Monday, September 08, 2008

Working for Another Grateful Monday


This lonely flower lived just long enough to bloom. Dad says we have to be more like plants and animals. They do whatever they can to survive. Maybe that’s why he has lived as long as he has.
This is a time of sadness for me. I have been having film noir dreams again about an alternate reality where I live alone in a dingy one-room shack somewhere on the Texas coast where I grew up. Last night I dreamed I awoke to go to the bathroom, where I knocked over the box fan that cooled the house and circulated heat from a space heater in the winter. Then I explored a countertop piled with debris, junk gathered over a lifetime but with too much sentimental value to throw out.
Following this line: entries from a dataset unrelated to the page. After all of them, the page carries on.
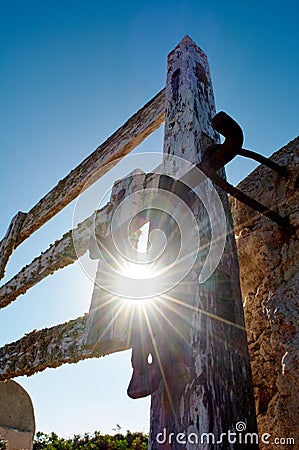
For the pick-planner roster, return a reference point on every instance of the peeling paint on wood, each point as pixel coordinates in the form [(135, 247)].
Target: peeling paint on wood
[(119, 144), (217, 392), (8, 243), (52, 347)]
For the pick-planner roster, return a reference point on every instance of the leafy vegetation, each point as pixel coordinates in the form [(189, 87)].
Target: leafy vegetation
[(95, 441), (3, 443)]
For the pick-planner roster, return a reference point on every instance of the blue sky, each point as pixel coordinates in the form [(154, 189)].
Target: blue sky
[(71, 72)]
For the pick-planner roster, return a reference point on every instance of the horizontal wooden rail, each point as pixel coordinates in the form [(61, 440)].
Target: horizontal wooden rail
[(64, 252), (119, 144), (59, 255), (52, 347)]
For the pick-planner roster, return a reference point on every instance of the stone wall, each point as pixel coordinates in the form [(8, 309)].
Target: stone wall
[(17, 423), (268, 258)]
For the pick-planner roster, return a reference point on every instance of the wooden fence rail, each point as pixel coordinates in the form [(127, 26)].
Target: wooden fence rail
[(119, 144)]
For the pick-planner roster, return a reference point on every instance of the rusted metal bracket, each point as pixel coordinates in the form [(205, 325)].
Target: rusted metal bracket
[(216, 156)]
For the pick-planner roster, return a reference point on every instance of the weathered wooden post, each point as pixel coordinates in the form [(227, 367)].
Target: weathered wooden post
[(213, 405)]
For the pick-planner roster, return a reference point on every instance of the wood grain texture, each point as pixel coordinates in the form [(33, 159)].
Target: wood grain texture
[(119, 144), (215, 391)]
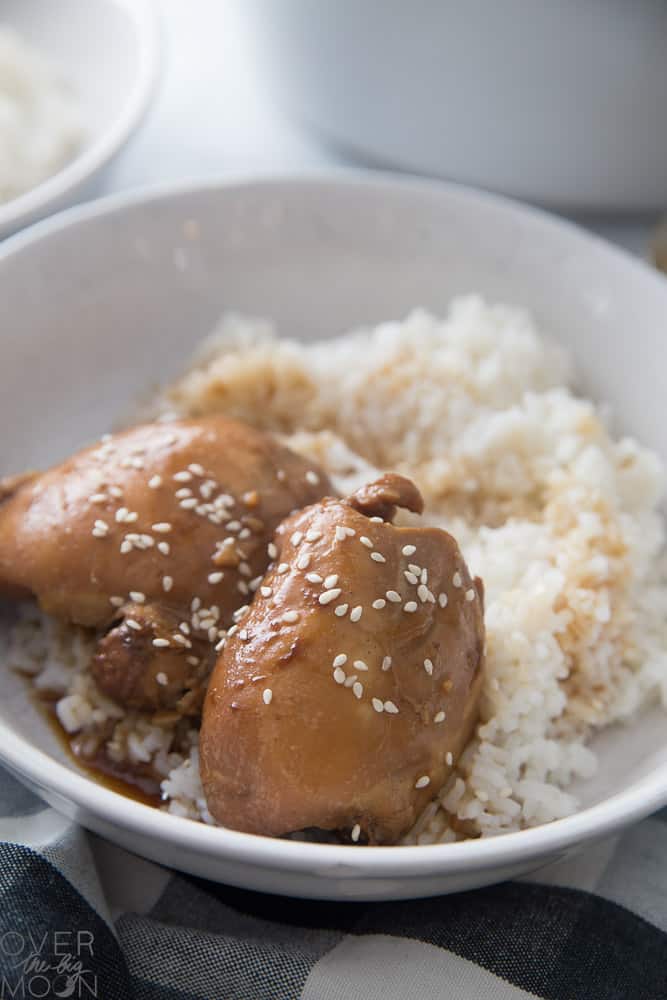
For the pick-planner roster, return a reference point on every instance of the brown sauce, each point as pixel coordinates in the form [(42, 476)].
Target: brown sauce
[(134, 785)]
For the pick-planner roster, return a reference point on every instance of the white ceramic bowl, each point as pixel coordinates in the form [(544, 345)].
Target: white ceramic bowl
[(108, 50), (106, 300), (558, 103)]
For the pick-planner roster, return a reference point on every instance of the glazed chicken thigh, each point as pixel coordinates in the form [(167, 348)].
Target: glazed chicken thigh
[(344, 695), (159, 534)]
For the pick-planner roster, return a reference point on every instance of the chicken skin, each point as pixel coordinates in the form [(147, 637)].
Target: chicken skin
[(172, 518), (343, 697)]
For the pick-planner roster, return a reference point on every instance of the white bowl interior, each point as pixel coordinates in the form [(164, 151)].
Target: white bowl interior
[(106, 50), (97, 311)]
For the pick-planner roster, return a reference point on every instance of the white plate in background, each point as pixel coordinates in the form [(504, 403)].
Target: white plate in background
[(128, 287), (108, 50)]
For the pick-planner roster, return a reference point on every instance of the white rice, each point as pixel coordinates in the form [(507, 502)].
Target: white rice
[(559, 519), (40, 117)]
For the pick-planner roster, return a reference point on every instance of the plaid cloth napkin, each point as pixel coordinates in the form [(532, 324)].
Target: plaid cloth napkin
[(82, 918)]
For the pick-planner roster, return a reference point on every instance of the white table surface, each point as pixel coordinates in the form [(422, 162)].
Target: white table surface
[(213, 116)]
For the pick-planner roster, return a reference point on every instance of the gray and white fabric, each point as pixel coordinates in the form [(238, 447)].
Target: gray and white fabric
[(80, 917)]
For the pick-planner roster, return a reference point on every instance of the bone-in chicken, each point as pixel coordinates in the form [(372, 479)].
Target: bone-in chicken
[(345, 694), (172, 517)]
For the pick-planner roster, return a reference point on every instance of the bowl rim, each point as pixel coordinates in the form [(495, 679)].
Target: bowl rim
[(30, 205), (514, 848)]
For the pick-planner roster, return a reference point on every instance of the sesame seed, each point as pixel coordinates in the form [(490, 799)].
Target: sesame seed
[(329, 595)]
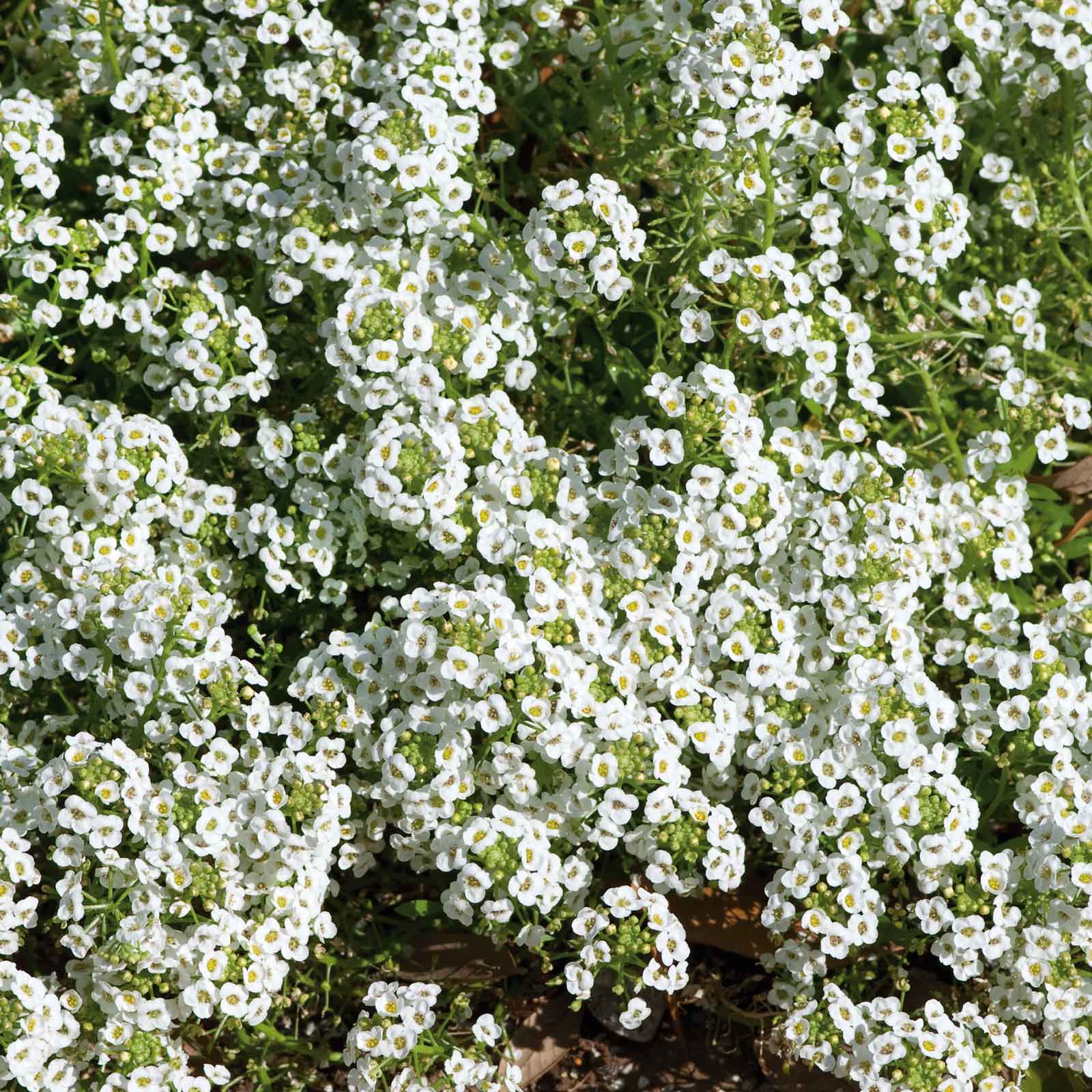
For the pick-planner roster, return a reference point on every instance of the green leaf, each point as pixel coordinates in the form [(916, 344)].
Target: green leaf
[(626, 371), (418, 908), (1048, 1076)]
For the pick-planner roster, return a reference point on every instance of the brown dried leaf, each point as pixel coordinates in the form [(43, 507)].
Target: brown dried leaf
[(1076, 480), (456, 958), (547, 1035), (731, 921)]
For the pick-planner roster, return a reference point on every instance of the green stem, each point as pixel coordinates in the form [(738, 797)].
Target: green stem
[(771, 211), (931, 391), (112, 55), (1081, 211)]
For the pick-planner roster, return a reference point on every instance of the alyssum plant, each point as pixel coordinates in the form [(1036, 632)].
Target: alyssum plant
[(564, 457)]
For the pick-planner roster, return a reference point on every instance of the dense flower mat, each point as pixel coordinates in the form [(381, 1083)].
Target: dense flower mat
[(511, 465)]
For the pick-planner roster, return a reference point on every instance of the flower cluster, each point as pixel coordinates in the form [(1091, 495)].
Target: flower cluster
[(517, 465)]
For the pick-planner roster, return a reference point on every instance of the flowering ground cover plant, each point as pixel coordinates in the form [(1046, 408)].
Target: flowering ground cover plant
[(498, 468)]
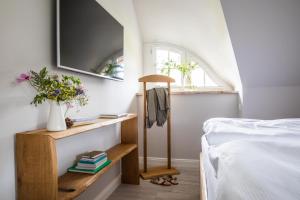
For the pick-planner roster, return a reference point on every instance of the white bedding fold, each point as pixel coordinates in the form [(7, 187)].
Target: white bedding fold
[(258, 170), (254, 159)]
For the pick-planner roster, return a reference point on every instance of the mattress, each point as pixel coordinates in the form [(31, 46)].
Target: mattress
[(252, 159)]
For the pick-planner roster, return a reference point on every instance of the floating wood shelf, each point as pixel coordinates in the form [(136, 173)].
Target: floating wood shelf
[(78, 182), (37, 161)]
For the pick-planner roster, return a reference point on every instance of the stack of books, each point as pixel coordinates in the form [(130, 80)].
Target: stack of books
[(91, 163)]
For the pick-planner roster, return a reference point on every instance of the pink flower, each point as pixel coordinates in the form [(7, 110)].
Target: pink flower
[(23, 77)]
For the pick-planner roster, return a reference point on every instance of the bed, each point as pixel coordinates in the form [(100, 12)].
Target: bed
[(248, 159)]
All this with a sense of comfortable resoluteness and acceptance of such a fate.
I think these dreams—I can’t call them nightmares because no matter how horrifying they are, they are not scary until I wake up and think about them—must stem from the trapped feeling that unemployment brings.
I hate not having a job. I hate not being able to provide. And I hate that I had to sell part of a farm that has been in the family for more than a hundred years—even if Dad suggested it and basically told me who he wanted to have it. It is a bittersweet legacy.
But sometimes to prosper in the long term, we have to survive the short term. As Greenspan once said, “In the long run, we’re all dead.” So I am grateful that I have that bittersweet legacy to help me survive the short run. I am grateful that Dad advised me to sell. And as much as it irks me to listen to him tell the same stories over and over, I am glad that he is still around at 85 to do so.

1 comment:

Suna Kendall said...

I know how you feel. I am so tired of thinking, "Things will turn around soon." Since I have been thinking that since 2002, I am really tired of it.

At least we are together and are not lonely little rain lilies in a sea of grass!